New Report Shows Success of Groundbreaking Homeless Service
10 November 2009 at 12:49 pm
The Icon for Exit report – an analysis of the outcomes of the Mission Australia Centre (MAC) in Sydney’s Surry Hills since it first opened in July 2005 – was recently launched by Tanya Plibersek, the Federal Minister for Housing, and Senator Mark Arbib, the Federal Minister for Employment Participation.
Described as the first service of its kind built in Australia, the MAC moves beyond traditional crisis accommodation to meet the needs of a new generation of homeless people.
Rather than the short-term and ‘one-size fits all’ approach often associated with crisis shelters, the MAC specialises its care, encourages independent living, allows clients stays of up to three months and offers a range of services (eg: dental, GP, education, computer skills, counselling, employment) to help people back on their feet long-term.
According to the report – which covers the period 2005-08 – the MAC’s results include:
- Clients achieved 80% of their goals compared to 42% at the crisis shelter the MAC replaced (an important part of working with homeless clients is to set a goal, eg: to find independent accommodation, to beat drug addiction, etc, and work towards achieving it).
- Of clients leaving the MAC there was a 10% decline in people returning to the streets and a 6% increase in those living in a house or flat. Studies show that of men leaving traditional crisis accommodation, around 18% simply move to another short-term shelter while almost 45% return to living on the streets or squat.
- Following their time at MAC, there was a significant decline in the proportion of clients reliant on the Newstart Allowance – 58% down to 48% – and an increase in the proportion whose income came from wages/salary – from 7% to 14%.
- 48% of MAC clients weren’t in the labour force before coming to the service, after leaving the centre this dropped to 36%.
- Clients stay at the MAC for an average 68 days compared to the 1-3 days at the previous service. Longer stays mean better results.
- MAC provides its full range of supports for only $154 a day per person.

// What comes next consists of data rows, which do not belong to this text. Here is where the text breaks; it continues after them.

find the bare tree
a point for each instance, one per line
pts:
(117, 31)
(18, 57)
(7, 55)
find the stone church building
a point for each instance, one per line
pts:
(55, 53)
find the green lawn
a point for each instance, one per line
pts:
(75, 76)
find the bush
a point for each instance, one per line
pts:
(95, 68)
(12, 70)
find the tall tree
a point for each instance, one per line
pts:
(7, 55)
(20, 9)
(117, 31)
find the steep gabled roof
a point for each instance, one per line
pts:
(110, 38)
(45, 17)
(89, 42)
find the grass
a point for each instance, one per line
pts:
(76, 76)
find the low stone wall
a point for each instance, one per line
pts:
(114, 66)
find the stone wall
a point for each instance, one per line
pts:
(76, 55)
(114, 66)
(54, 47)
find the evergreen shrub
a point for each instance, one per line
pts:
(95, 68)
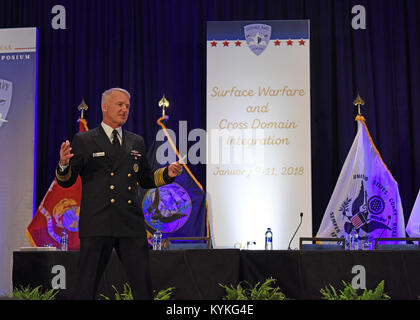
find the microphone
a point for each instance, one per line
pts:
(301, 219)
(380, 236)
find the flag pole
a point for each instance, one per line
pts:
(357, 103)
(164, 103)
(82, 108)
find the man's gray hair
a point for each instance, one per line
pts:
(108, 92)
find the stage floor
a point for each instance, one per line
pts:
(196, 274)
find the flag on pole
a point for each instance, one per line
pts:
(178, 209)
(58, 211)
(366, 196)
(413, 225)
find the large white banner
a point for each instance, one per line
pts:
(258, 126)
(17, 131)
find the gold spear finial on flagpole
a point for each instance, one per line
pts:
(163, 103)
(82, 107)
(358, 102)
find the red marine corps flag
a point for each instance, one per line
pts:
(58, 211)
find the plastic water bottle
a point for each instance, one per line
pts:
(268, 239)
(157, 240)
(63, 240)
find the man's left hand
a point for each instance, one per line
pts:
(175, 169)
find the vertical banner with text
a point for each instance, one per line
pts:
(258, 126)
(18, 60)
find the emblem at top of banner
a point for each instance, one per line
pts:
(257, 37)
(5, 99)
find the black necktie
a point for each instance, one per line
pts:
(115, 141)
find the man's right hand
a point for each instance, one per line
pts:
(65, 154)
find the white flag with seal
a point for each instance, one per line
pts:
(366, 196)
(413, 225)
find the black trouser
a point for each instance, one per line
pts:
(95, 253)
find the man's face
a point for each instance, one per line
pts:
(116, 109)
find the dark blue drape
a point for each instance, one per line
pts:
(152, 47)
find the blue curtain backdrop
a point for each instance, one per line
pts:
(153, 47)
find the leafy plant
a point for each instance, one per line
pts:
(349, 293)
(128, 295)
(263, 291)
(28, 293)
(164, 294)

This is a significantly lower cost per day than providing a bed in another institutional setting (eg: hospital $600/pd or jail $200/pd).
Mission Australia’s CEO, Toby Hall, says the MAC’s results provided governments and other agencies with a successful model for developing future homeless services.

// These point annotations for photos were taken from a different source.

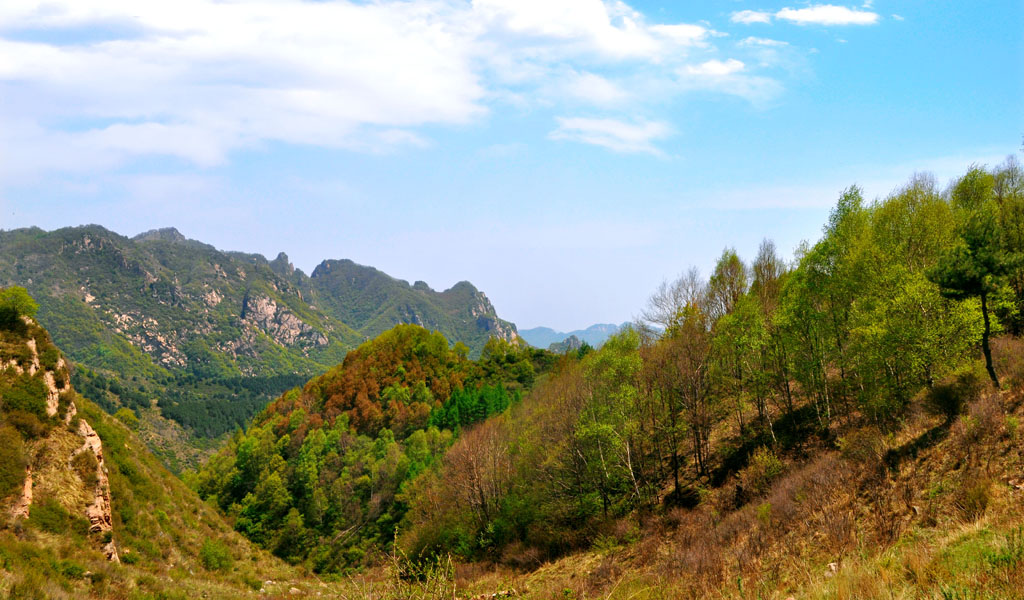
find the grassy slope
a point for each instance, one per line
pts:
(945, 523)
(160, 525)
(160, 318)
(929, 510)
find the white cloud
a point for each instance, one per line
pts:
(197, 80)
(621, 136)
(716, 68)
(827, 14)
(595, 89)
(764, 42)
(751, 16)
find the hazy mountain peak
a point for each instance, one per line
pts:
(161, 234)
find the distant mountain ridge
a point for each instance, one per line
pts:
(210, 335)
(595, 335)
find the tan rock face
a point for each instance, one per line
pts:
(279, 323)
(98, 511)
(24, 504)
(97, 508)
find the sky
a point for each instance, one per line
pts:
(564, 156)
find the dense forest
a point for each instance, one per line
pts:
(760, 360)
(726, 385)
(322, 474)
(196, 341)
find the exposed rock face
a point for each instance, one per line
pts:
(97, 507)
(24, 503)
(98, 510)
(279, 323)
(486, 318)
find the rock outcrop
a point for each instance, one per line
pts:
(98, 510)
(279, 323)
(49, 452)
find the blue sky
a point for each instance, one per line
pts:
(564, 156)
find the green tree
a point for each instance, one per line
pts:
(975, 267)
(15, 302)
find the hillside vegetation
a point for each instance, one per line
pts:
(322, 477)
(85, 510)
(842, 426)
(196, 341)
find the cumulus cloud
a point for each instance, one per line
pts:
(716, 68)
(827, 14)
(763, 42)
(617, 135)
(751, 16)
(93, 85)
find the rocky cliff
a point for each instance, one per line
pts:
(173, 328)
(64, 456)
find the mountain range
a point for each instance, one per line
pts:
(543, 337)
(196, 340)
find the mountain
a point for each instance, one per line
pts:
(196, 340)
(569, 344)
(85, 509)
(324, 475)
(543, 337)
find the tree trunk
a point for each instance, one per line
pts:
(984, 341)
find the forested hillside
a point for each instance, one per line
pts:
(805, 411)
(852, 408)
(212, 336)
(85, 509)
(323, 474)
(760, 363)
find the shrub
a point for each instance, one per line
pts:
(26, 393)
(863, 445)
(15, 302)
(972, 499)
(950, 396)
(763, 468)
(48, 358)
(127, 416)
(215, 556)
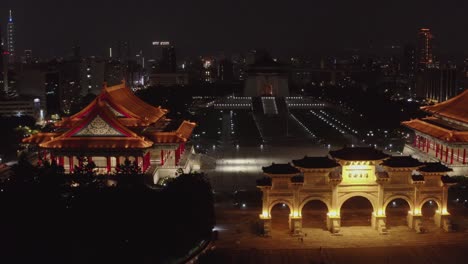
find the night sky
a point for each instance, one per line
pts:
(293, 27)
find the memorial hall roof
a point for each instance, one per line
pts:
(434, 167)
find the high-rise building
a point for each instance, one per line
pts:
(122, 51)
(225, 70)
(425, 52)
(3, 64)
(28, 56)
(11, 39)
(52, 82)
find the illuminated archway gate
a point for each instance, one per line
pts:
(352, 172)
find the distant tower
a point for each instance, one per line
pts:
(11, 39)
(3, 64)
(425, 56)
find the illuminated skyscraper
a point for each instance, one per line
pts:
(425, 55)
(11, 39)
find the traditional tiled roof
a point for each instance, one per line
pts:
(121, 95)
(402, 162)
(315, 162)
(115, 119)
(437, 131)
(275, 168)
(40, 138)
(265, 181)
(121, 101)
(454, 108)
(358, 154)
(434, 167)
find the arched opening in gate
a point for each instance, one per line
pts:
(428, 210)
(280, 217)
(396, 212)
(356, 211)
(314, 214)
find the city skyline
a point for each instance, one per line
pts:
(50, 28)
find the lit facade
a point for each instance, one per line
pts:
(443, 136)
(352, 172)
(115, 126)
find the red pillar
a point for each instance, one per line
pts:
(177, 153)
(464, 155)
(108, 165)
(70, 163)
(451, 157)
(446, 154)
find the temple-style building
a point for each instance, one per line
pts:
(115, 126)
(442, 136)
(350, 172)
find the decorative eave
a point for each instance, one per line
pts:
(121, 138)
(132, 110)
(40, 138)
(417, 179)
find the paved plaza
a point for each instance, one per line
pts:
(239, 243)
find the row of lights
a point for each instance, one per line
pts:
(233, 105)
(339, 122)
(308, 104)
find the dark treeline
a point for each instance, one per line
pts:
(44, 220)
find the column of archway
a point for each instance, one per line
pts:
(295, 218)
(402, 197)
(414, 218)
(378, 220)
(265, 216)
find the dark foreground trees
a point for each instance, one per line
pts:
(46, 221)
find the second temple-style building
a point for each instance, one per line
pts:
(442, 136)
(351, 172)
(115, 126)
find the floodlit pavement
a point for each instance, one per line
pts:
(236, 169)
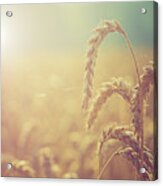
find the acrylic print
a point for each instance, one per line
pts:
(79, 90)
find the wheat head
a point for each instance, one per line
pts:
(116, 86)
(91, 56)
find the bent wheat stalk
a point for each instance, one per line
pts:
(115, 86)
(131, 156)
(133, 137)
(94, 43)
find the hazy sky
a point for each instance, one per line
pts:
(55, 27)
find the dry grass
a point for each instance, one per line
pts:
(133, 138)
(42, 121)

Hall says when they built the MAC in 2005 they based their plans on their own experiences, research among other agencies and what they saw working overseas making it a first for this country.
He says they now have the results that show the MAC approach works and agrees they still have much to do and there are challenges ahead, but the move towards more tailored and long-term support that encourages independent living is the way to get homeless people back on their feet.
He says importantly the MAC has developed into a community hub providing a large range of services – not only to its residents, but the entire inner city community.
Hall says the MAC’s success has only been possible through collaboration with the three levels of government, peer organisations, and the generous support of individual and corporate partners.
He says the most exciting thing about these results is that they come at a time when both the Federal and NSW State Governments are considering their respective plans for tackling homelessness.
The Federal Minister for Housing, Tanya Plibersek, says the MAC – which she has visited several times as it is located in her electorate of Sydney – was setting a high standard for future service delivery.
She says the Rudd Government’s White Paper on Homelessness identifies the need for early intervention, targeted support and wrap-around services to help break the cycle of homelessness.
She says these types of services are exactly what we need if we are going to meet our ambitious goal to halve homelessness by 2020.